Всхлипнул засов, створка ворот со скрипом отодвинулась, и всадники въехали внутрь.
За частоколом обнаружился обширный двор, длинный дом в два этажа с башенкой и еще с пяток строений, тесно прижавшихся друг к другу. Зимы здесь – не то что в Киеве. Тепло приходится беречь. Смерды победнее и вовсе со свиньями под одной крышей обитали.
Закрытые слюдой окошки тускло светились. Особенно ярко – то, что на башенке. Его свет и заметил Славка с дороги.
Дворовые кобели с яростным лаем кинулись к всадникам. Славкин Ворон, шедший в поводу, хватанул одного за шкирку, а другому наподдал копытом. Псы брехать не перестали, но уже – с почтительных пяти шагов.
Из конюшни раздалось ответное ржание. Гостей на постоялом дворе нынче хватало.
Во дворе стоял десяток возов.
– Как бы нам на полу ночевать не пришлось, – заметил Антиф, спешиваясь и снимая с коня переметные сумы.
– Кому? Нам? Не смеши меня! Эй, хозяин, встречай! – рыкнул он и спрыгнул прямо на крыльцо.
Дверь распахнулась.
Жалобный девичий взвизг приветствовал путников.
Славка потянулся было к сабле (вдруг – тати?), но сразу уронил руку. Опасности не было. Внутри было чадно и светло. Горели факелы и огонь в большом очаге. Вкусный запах жареного мяса и свежего хлеба смешивался с привычным духом мокрой кожи и конского пота.
За четырьмя длинными столами выпивали и закусывали человек тридцать. Большинство, судя по одежде, купцы и их челядь. Эти сидели тесно. А вот за ближайшим к очагу столом просторно расположились четверо воев, судя по зброе – не из последних.
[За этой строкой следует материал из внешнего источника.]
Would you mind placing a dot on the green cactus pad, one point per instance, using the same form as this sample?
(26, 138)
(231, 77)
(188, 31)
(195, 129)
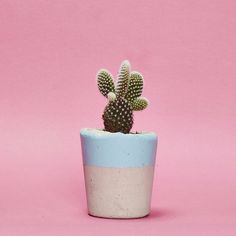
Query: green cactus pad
(118, 116)
(123, 79)
(135, 86)
(139, 104)
(105, 82)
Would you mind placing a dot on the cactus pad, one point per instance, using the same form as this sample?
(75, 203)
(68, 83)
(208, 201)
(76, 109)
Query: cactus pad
(105, 82)
(118, 116)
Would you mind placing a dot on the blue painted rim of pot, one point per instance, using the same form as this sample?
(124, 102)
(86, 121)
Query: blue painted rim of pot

Один из них сграбастал местную девку, усадил на колени и развлекался: одной рукой мял девкину грудь, другой шарил под подолом. Эта-то девка и визжала. Обычное, в общем, дело. Для холопки-подавальщицы. Такие редко отказывают воинам. Для того их и держат, чтоб знатных гостей услаждать.
– Коней расседлать, обтереть, накормить овсом, кладь – сюда принести, – велел Славка угодливо склонившемуся (разглядел-таки смерд под мокрым плащом дорогую бронь) хозяину, а сам двинулся к тому столу, где расположились воины.
Скинув плащ, Славка уселся на скамью, снял шлем, поставил его перед собой на стол, стянул вязаный сухой подшлемник, откинул назад варяжскую косицу, пригладил отросшую щетинку на голове…
Четверо воев прекратили есть и уставились на Славку. Сластолюбивый перестал мять девку, и сама девка притихла, с надеждой уставилась на Славку. Личико ее, вполне симпатичное, было мокрехонько от слез, задравшийся подол обнажал славные белые ножки в бисерных черевичках. Раз в обувке, значит, не простая холопка. Может, дочка хозяйская?